Un autre jour, demain – Abigail Seran

Le début
Jusqu’à se brûler la peau. Laisser l’eau. Sur la nuque, bouillante. La vapeur qui efface le reflet pour se sentir moins moche dans le miroir. Le shampoing dans les yeux. Oublier. Les autres, le monde, les contraintes, soi. Vouloir disparaître dans le siphon aux eaux sales. Peau de Sioux sous le jet agressif. Monter la température parce que le derme s’est habitué. Refuser d’arrêter. Saisir le pommeau. Passer à l’eau glacée. Ces petites entailles sur les jambes, le ventre, la poitrine, qui coupent le souffle. Et dans un geste de rage, arrêter la torture.
S’emmitoufler dans une serviette. Une silhouette trop dodue qu’on ira couvrir bien vite. Éviter le miroir tant que la transformation n’est pas achevée. Un matin comme un autre, entre abandon et espoir. Ils sont partis rejoindre leurs projets, amis, jobs et occupations. L’ordinateur attend. Porte sur le monde, monde impossible à rejoindre. Le bruit des silences électroménagers. Ronflement de machine à laver, sifflement de la bouilloire, train-train du lave-vaisselle. Le chantier d’à côté n’avance pas. Des mois que le premier étage attend le second. Et pourtant, ils tournent, les ouvriers. Ils s’affairent autour de la grue, ils vont et viennent dans le bip du recul de leurs ogres jaunes.
La journée trépassera comme les autres.
Vers seize heures, on se fabriquera une allure. Un sourire. On regonflera les coussins, on rangera les six tasses vides d’un thé, d’un café non partagé. Regarder l’heure.
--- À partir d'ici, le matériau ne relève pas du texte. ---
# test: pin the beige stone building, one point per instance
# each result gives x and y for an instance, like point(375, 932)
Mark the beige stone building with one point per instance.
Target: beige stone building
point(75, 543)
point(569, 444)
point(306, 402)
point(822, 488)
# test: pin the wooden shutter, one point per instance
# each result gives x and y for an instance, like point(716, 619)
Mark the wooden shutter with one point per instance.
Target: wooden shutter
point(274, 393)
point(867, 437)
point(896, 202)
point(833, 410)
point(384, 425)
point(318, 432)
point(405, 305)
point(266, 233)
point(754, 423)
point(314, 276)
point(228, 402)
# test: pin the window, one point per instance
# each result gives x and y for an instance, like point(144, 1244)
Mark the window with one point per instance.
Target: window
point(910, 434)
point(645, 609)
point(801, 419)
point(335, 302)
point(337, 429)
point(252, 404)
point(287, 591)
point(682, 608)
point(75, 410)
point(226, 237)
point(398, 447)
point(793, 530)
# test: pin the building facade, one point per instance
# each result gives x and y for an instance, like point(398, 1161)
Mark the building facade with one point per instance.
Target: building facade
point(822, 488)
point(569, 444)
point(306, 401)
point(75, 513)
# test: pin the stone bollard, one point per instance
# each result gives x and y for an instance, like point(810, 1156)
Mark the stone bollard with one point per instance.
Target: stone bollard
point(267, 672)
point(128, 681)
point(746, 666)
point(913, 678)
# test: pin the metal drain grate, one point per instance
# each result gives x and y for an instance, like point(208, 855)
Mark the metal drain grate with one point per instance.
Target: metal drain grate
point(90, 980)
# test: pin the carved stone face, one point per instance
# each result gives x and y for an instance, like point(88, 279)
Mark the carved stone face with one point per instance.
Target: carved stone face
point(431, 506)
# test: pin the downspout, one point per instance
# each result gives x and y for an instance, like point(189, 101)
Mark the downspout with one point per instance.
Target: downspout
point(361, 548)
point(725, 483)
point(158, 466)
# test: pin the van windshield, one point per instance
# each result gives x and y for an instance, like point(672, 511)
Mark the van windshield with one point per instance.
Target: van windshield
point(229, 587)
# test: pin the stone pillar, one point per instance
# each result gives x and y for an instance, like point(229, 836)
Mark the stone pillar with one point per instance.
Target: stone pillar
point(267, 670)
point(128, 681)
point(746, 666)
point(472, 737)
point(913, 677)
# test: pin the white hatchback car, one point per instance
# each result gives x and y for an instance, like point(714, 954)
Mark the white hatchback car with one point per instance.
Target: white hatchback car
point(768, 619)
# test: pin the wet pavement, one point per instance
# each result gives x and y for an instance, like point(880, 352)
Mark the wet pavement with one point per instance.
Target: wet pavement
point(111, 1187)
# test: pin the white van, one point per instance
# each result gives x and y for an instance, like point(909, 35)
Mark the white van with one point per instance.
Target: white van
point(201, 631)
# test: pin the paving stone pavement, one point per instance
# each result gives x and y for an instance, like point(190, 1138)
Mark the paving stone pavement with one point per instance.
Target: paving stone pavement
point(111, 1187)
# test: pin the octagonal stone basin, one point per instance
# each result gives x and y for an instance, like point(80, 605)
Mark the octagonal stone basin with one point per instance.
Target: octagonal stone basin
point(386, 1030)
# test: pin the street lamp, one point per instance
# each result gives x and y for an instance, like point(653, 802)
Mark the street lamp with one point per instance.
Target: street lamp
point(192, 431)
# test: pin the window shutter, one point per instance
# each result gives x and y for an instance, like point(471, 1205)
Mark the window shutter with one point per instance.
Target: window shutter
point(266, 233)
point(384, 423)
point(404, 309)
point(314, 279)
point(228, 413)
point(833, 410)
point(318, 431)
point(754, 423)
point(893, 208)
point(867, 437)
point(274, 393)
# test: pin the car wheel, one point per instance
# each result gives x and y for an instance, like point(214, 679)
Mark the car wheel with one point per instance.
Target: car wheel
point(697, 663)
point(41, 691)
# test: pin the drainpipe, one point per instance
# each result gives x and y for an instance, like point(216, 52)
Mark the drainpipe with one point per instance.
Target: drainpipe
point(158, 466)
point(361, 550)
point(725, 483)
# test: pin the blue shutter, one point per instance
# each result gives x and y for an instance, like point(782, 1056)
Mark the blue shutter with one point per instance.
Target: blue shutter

Les nouvelles du monde, les contraintes, les nuages qui s’arrêtent, repartent, dévoilent un rayon, repris très vite par la pluie.
Une journée comme une autre.
Si je sortais maintenant. Je prendrais des pas, des bus, des avions. Je retrouverais ma vie qui est ici, peut-être là. Je prends un biscuit. Debout contre l’armoire. Ils sont moins caloriques ainsi mangés en cachette de soi-même. Je me glisserai dans un lit qui n’est pas le mien. J’attendrai en regrettant une journée de perdue. Je travaillerai, mieux, encore et dans un sourire téléphonique, je laisserai les larmes filer. C’est presque le printemps. Presque parce que le vent. Presque parce que le froid. Presque parce que les bourgeons. Comme moi, presque. Presque heureuse, presque triste. Honteuse de cette apathie dans un bonheur sans faille.
Le rapport est rendu, la liste cochée. Nous irons à la mer, ils reviendront ce soir. Croire à sa chance d’un terrible espoir.
L’eau coule sur ma nuque, brûlante et drue. C’est une nouvelle journée. Ne pas l’oublier.